Trumbo
Making money at the expense of others is so deeply rooted in the American identity that anyone who raises the slightest concern against the idea, who argues for a fairer distribution of wealth, is immediately ousted as a socialist or, worse, a communist. As if wanting your peers to be able to eat, live in a house and see a doctor—to live a life in dignity—is a bad thing. Whenever a US government attempts to implement measures that would redistribute some wealth from the top to those who have a lot less, some old bloke who hasn’t worked a proper job in years, maybe never, goes onto Fox News and screams, “Socialists! I earned it, so it’s mine.”

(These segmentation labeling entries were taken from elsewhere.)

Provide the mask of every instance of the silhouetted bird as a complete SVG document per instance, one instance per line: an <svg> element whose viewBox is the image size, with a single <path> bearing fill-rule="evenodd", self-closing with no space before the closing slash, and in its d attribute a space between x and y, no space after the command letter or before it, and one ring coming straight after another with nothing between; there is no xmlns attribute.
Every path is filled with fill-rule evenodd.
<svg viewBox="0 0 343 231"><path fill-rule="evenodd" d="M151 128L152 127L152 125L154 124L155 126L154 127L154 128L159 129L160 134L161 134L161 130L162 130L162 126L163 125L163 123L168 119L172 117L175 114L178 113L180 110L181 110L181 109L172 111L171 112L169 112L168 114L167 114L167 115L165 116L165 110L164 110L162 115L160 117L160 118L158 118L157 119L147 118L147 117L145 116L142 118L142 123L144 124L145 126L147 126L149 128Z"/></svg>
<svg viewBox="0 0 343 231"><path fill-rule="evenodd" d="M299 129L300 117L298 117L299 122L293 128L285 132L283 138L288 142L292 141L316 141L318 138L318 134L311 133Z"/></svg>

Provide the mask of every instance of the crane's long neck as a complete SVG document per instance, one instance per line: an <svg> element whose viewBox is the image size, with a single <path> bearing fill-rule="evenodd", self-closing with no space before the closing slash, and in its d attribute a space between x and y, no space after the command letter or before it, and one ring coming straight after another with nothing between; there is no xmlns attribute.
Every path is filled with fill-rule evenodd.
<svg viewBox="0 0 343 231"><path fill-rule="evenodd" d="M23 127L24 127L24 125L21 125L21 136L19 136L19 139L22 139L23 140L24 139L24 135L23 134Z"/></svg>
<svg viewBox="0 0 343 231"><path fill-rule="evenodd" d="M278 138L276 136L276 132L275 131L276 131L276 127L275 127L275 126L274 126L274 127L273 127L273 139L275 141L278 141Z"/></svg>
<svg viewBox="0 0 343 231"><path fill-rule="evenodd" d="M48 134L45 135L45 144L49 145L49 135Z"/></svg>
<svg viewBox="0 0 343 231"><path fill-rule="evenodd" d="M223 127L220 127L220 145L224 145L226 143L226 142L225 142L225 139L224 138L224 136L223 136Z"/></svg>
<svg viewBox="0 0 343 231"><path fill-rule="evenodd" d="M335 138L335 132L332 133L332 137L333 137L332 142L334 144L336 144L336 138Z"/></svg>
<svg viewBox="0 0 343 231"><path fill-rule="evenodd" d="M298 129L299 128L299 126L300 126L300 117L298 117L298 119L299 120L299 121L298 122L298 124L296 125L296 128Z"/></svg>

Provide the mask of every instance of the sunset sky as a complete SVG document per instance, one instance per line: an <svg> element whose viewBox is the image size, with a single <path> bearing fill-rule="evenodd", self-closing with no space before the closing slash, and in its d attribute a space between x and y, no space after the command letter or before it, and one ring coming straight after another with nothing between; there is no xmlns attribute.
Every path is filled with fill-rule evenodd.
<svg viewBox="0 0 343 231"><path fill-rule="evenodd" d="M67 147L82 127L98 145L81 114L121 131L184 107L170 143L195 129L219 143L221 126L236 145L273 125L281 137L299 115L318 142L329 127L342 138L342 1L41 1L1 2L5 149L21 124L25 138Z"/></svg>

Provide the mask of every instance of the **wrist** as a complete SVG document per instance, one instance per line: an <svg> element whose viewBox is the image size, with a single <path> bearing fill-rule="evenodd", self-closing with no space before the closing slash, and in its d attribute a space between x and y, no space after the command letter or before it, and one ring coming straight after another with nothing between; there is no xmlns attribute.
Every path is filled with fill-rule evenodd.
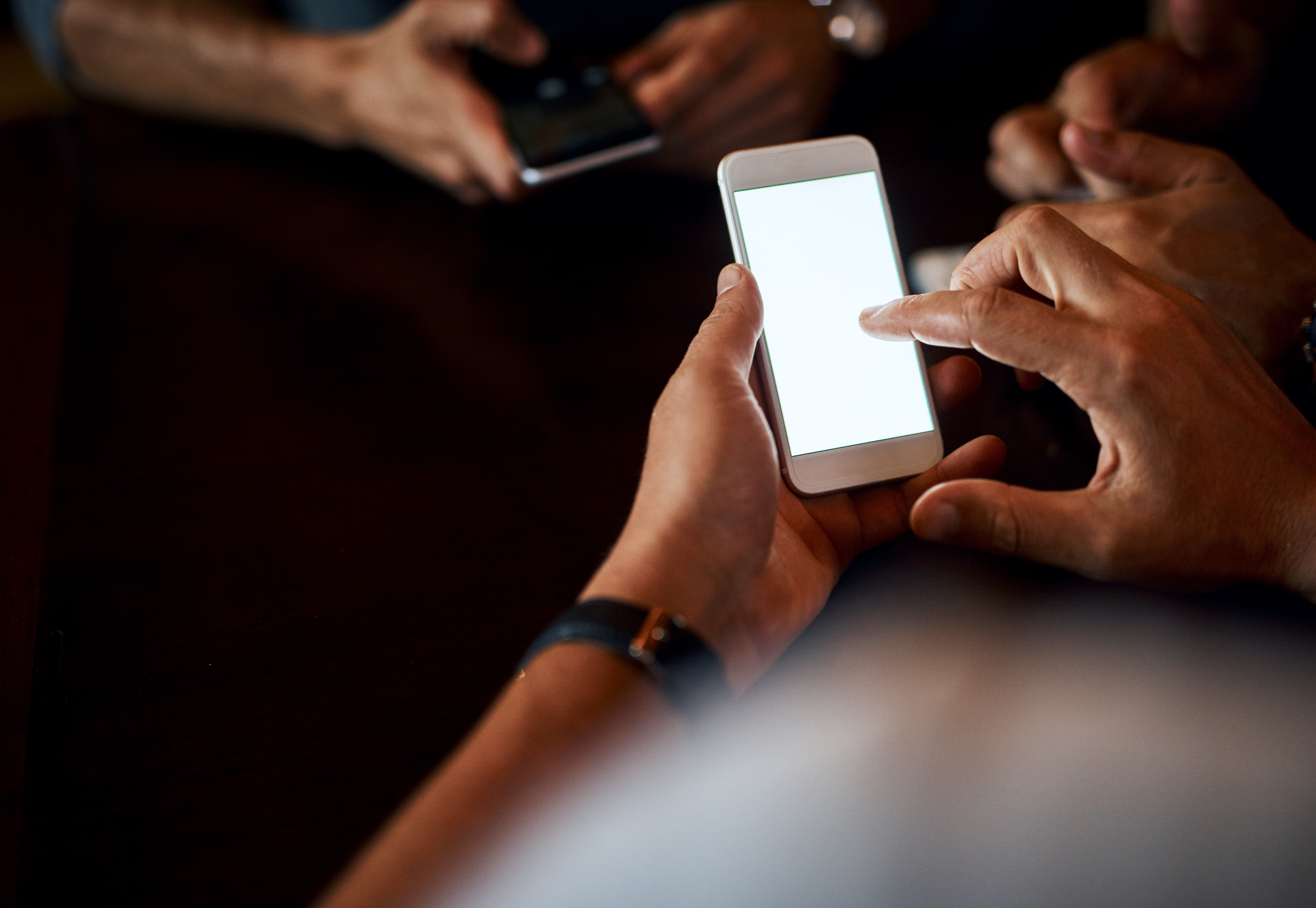
<svg viewBox="0 0 1316 908"><path fill-rule="evenodd" d="M365 34L279 36L270 57L291 101L290 129L330 147L358 141L351 82L367 57L367 41Z"/></svg>
<svg viewBox="0 0 1316 908"><path fill-rule="evenodd" d="M1284 540L1280 586L1316 603L1316 476L1298 490L1288 518L1282 521Z"/></svg>
<svg viewBox="0 0 1316 908"><path fill-rule="evenodd" d="M622 538L586 584L580 599L613 599L679 615L717 654L728 683L742 691L767 668L738 608L742 595L728 571L676 540Z"/></svg>

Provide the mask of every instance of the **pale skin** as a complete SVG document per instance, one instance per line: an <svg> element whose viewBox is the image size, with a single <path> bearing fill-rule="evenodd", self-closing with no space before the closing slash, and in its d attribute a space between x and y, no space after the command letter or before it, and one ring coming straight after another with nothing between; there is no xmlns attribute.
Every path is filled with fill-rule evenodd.
<svg viewBox="0 0 1316 908"><path fill-rule="evenodd" d="M762 325L754 279L728 266L719 286L713 313L654 408L630 517L582 596L683 615L741 691L812 621L859 551L905 532L923 492L991 475L1004 447L984 436L901 484L794 496L750 384ZM941 405L969 396L979 378L965 357L930 371ZM626 662L588 645L550 647L321 904L442 904L501 832L570 783L571 767L597 766L619 742L682 733L653 683Z"/></svg>
<svg viewBox="0 0 1316 908"><path fill-rule="evenodd" d="M892 4L892 38L932 0ZM526 192L497 101L470 75L479 49L532 66L547 41L509 0L412 0L379 26L293 32L259 0L66 0L75 86L147 111L371 149L468 204ZM686 11L616 63L655 124L667 170L712 179L737 147L805 138L838 53L805 0Z"/></svg>
<svg viewBox="0 0 1316 908"><path fill-rule="evenodd" d="M1098 579L1253 580L1316 599L1316 429L1207 304L1055 211L1029 208L979 243L951 290L865 311L861 324L1037 372L1101 443L1080 490L929 490L911 513L920 537Z"/></svg>

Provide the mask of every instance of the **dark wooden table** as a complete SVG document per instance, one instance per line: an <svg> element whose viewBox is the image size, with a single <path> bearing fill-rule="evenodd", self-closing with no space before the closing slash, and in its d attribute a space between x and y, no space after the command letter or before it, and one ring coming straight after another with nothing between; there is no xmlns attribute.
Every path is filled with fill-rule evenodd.
<svg viewBox="0 0 1316 908"><path fill-rule="evenodd" d="M1071 55L961 74L959 117L842 99L907 251L991 229L986 126ZM91 108L0 130L0 229L22 901L305 904L620 529L730 259L716 188L607 171L468 211L367 154ZM1034 487L1095 454L991 366L945 430L1001 434Z"/></svg>

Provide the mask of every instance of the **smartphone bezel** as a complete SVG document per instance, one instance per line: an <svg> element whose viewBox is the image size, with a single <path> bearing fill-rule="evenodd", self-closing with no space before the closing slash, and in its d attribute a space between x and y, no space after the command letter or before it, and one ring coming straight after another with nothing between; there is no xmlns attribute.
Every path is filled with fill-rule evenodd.
<svg viewBox="0 0 1316 908"><path fill-rule="evenodd" d="M882 214L887 221L891 237L891 254L900 275L900 290L908 293L904 262L896 243L895 228L891 221L891 207L887 203L886 183L882 180L882 166L878 153L862 136L837 136L809 142L791 142L762 149L733 151L717 166L717 187L722 196L722 209L726 213L726 226L732 236L736 261L746 263L745 241L741 234L740 212L736 208L734 193L741 189L758 189L766 186L800 183L803 180L845 176L849 174L876 174L878 195L882 199ZM858 320L855 312L855 320ZM855 324L855 330L859 330ZM878 341L874 341L875 343ZM782 418L782 405L776 395L776 380L772 375L771 354L763 336L758 338L755 368L767 397L772 434L776 438L778 458L786 483L799 495L826 495L861 486L895 482L913 476L929 468L941 459L941 424L937 408L932 403L932 388L928 384L928 368L923 350L915 343L919 358L919 372L923 379L924 401L932 417L932 432L913 436L900 436L883 441L834 447L826 451L792 457L787 441L786 422Z"/></svg>

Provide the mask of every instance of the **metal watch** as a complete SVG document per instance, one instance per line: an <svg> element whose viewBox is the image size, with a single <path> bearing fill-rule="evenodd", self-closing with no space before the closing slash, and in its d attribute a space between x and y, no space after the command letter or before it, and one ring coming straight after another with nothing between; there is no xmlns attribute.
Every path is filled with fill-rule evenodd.
<svg viewBox="0 0 1316 908"><path fill-rule="evenodd" d="M828 8L832 41L859 59L873 59L887 46L887 14L873 0L809 0Z"/></svg>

It happens now, and it happened then, some seventy years ago, when Dalton Trumbo and nine other screenwriters and actors, the Hollywood 10, were blacklisted from working in Tinseltown because they wanted to live in a fairer country. Trumbo was forced to write under pseudonyms and leave his admittedly very decadent home. What comrade has a private pond? He continued to write bangers and won Oscars he couldn’t accept. Trumbo was later rehabilitated.
I liked Trumbo because I like period movies. But also because it tells an important story about one of humanity’s persistent flaws: That different voices need to be listened to even if you don’t like their sound.
(2015) Director: Jay Roach. Screenplay: John McNamara. Cast: Bryan Cranston, Diane Lane, Helen Mirren, Louis C.K., Elle Fanning, John Goodman, Michael Stuhlbarg.